Hmm… interesting … i might really wanna look into a scala version…
otoh… i wonder if greta uses some sort of symbolic differentiation…
also, thinking about discrete variables, and hmc
discrete variables can have a deterministic equation of motion associated with them such that the total energy stays unchanged, so, that would be the not sigmoid way of doing things
i think this discrete variable problem a very strange problem
neural networks have sigmoids to be able to learn
you say that states which are “in between” the discrete values are forbidden, you assign zere probability to them, you throw them away, as long as detailed balance holds between the discret states, the markov chain will generate the right distributione , and since the equations of motions are symmetric, you can do this, but there might be some useful information if the there is a linear or even non line-transformation beftween the two discreet states , its a different model for sure , but still if the total energy of the system is not changing then that might mean that you are extending your model “in the right way” - you include the only single extra assumption into your model that is allowed to be incluled
i wonder why this technique is not being already widely used in hmc?

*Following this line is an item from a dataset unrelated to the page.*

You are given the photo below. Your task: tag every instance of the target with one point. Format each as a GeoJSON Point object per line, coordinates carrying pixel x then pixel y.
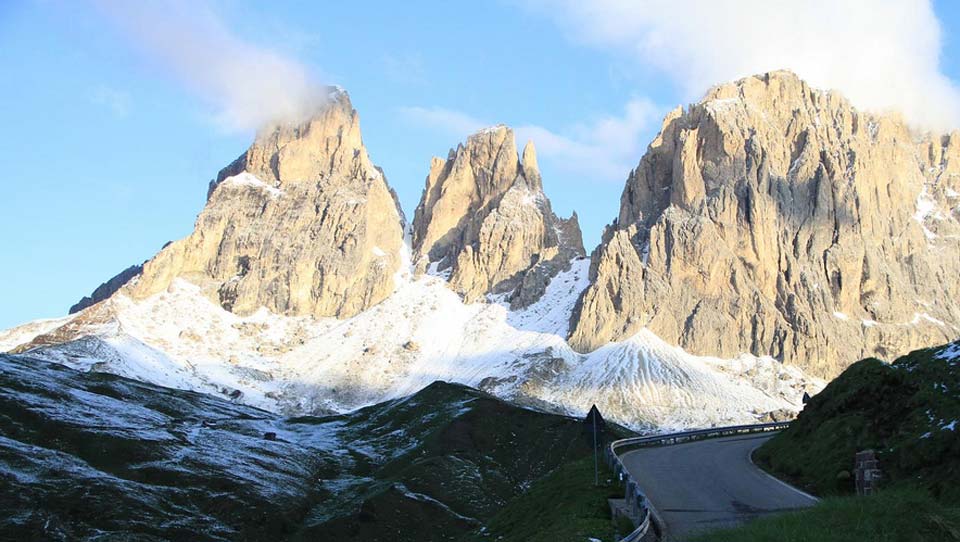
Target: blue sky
{"type": "Point", "coordinates": [108, 144]}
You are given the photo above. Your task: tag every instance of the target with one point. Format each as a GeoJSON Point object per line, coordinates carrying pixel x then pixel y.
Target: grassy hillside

is there a fundamental reason why?
i am also wondering about tf
it spends most of its time by calculating differential, derivatives which might or might not be so easily parallelizable…
but for example, if i were to use monix, a distributed async reactive framework for scala, then i could distribut the calculations to 10000 nodes or, according to the differentiation rules, and then combine them in some optimal fashion
since the graph which describes the computation is first class and dynamic and type safe, i am really wondering why not scala is the choice for such calculations?
when thats pretty much where the only usable reactive, async, massively parallel solution can be implemented …
i am even wondering if it were possible to outdo tf by a few lines of scala code, when it comes to scaling to massive datasets…
symbolic differentiation is pretty easy to handle with such reactive streams
caching is take care out of the box…
i mean… yes, for a few gpu-s, etc… a custom built c++ code might be enough, but what if you want to use 1 million cores?
how do you write code for that?
i could guess, that in scala, its not more than a few k lines, but in c++ where u dont have reactive systems, first class support for them… things are not composable… i would not stand a chance…
i dont know anything about this topic, but i have seen recently massive development in this area and i have a gut feeling that even i might be able to write a code that beats tf on one million cores…